Apesar da conquista, o Tocantins ainda precisa avançar bastante. Conforme o RGF, o Estado se encontra só um pouco abaixo do teto de 49%, com 47,6% da RCL comprometida com folha. Os demais Poderes e órgãos também se situam nos limites: o Judiciário com 4,93%, quando o tolerável é de até 6%; o Legislativo em 2,72% (teto de 3%) e o Ministério Público em 1,57% (teto de 2%).
No entanto, a LRF fixa três níveis de enquadramento: o limite máximo de comprometimento das receitas líquidas com a folha de funcionários do Executivo de 49% é o último degrau. Antes há o limite de alerta, de 44,1% da RCL, e o prudencial ao atingir 46,5%. O Tocantins deu um passo importante, ao sair da linha vermelha. O governador Mauro Carlesse (DEM) herdou a gestão com 58% de comprometimento da RCL com folha e conseguiu reduzir 10,4 pontos, o que é muito bom.

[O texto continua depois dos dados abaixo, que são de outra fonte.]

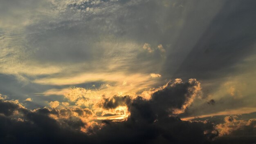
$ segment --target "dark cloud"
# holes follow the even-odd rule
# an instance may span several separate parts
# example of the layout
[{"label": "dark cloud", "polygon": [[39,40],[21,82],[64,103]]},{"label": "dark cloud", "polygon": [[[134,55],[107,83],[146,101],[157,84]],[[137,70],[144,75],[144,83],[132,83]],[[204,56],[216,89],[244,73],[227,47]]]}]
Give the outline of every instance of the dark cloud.
[{"label": "dark cloud", "polygon": [[[169,115],[172,109],[180,109],[194,94],[196,84],[195,82],[170,82],[149,100],[140,96],[134,99],[128,96],[105,98],[103,107],[114,109],[126,105],[130,115],[123,122],[102,121],[104,126],[99,129],[97,126],[89,128],[89,133],[80,131],[87,124],[79,117],[72,117],[74,113],[81,117],[90,116],[92,112],[88,109],[45,108],[32,111],[1,100],[1,113],[4,116],[0,117],[0,141],[20,144],[209,143],[218,135],[213,124],[184,121]],[[22,115],[14,113],[15,111]],[[59,119],[54,119],[52,115]]]},{"label": "dark cloud", "polygon": [[211,99],[210,100],[210,101],[207,102],[207,104],[209,104],[213,105],[215,104],[215,101],[213,99]]}]

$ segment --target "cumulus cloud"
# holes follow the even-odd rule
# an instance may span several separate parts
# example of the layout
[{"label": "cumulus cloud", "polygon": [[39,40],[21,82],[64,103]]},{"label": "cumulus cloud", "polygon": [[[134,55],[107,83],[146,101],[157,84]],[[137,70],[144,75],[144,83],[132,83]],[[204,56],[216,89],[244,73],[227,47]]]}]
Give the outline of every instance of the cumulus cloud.
[{"label": "cumulus cloud", "polygon": [[158,73],[151,73],[150,74],[150,76],[152,78],[160,78],[162,77],[160,74]]},{"label": "cumulus cloud", "polygon": [[229,115],[224,118],[225,123],[217,125],[219,130],[220,136],[227,135],[245,136],[247,134],[256,134],[256,119],[248,121],[238,120],[236,115]]},{"label": "cumulus cloud", "polygon": [[31,98],[29,97],[25,100],[25,101],[27,102],[32,102],[32,99]]},{"label": "cumulus cloud", "polygon": [[145,43],[145,44],[144,44],[144,45],[143,45],[143,49],[148,51],[149,53],[152,53],[153,52],[153,51],[151,49],[150,44],[147,43]]},{"label": "cumulus cloud", "polygon": [[52,108],[56,108],[58,106],[59,102],[58,101],[51,102],[49,103],[50,106]]},{"label": "cumulus cloud", "polygon": [[[178,117],[171,116],[174,109],[182,109],[183,105],[189,106],[188,102],[194,98],[198,84],[194,79],[186,82],[177,79],[155,92],[149,100],[139,96],[135,98],[128,95],[103,97],[98,106],[110,112],[115,110],[119,113],[105,113],[101,117],[97,116],[98,114],[88,108],[44,108],[31,111],[18,104],[0,100],[0,113],[4,115],[0,115],[0,121],[5,122],[0,125],[0,137],[4,138],[0,139],[0,142],[28,144],[36,142],[39,144],[207,143],[218,135],[212,123],[184,121]],[[129,113],[126,113],[126,111]],[[22,115],[15,114],[16,111]],[[128,117],[124,120],[116,120],[125,115]],[[11,118],[14,116],[16,118]],[[8,131],[6,131],[7,128]],[[72,133],[72,135],[70,133]],[[11,137],[7,136],[10,135]]]},{"label": "cumulus cloud", "polygon": [[159,44],[157,46],[157,48],[161,51],[161,52],[162,53],[164,53],[165,52],[165,49],[163,47],[163,46],[162,44]]}]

Mas o Estado precisa enxugar mais, e não é fácil.
Já relatei inúmeras vezes aqui o histórico dessa evolução dos gastos com pessoal, que avançou a cada processo eleitoral, desde que se começou no Estado uma espécie de vale-tudo pelo Poder, a partir do rompimento da União do Tocantins, em meados dos anos 2000. Entre cassações, eleições e até renúncia de governador, o grupo que ocupava a cadeira do Palácio Araguaia sempre usou o privilégio de nomear como moeda de troca para conseguir votos de um setor estratégico nessas disputas fratricidas que assistimos, o funcionalismo. O servidor, além de representar um volume considerável de votos, porque a eles se somam seus parentes, também são excelentes cabos eleitorais.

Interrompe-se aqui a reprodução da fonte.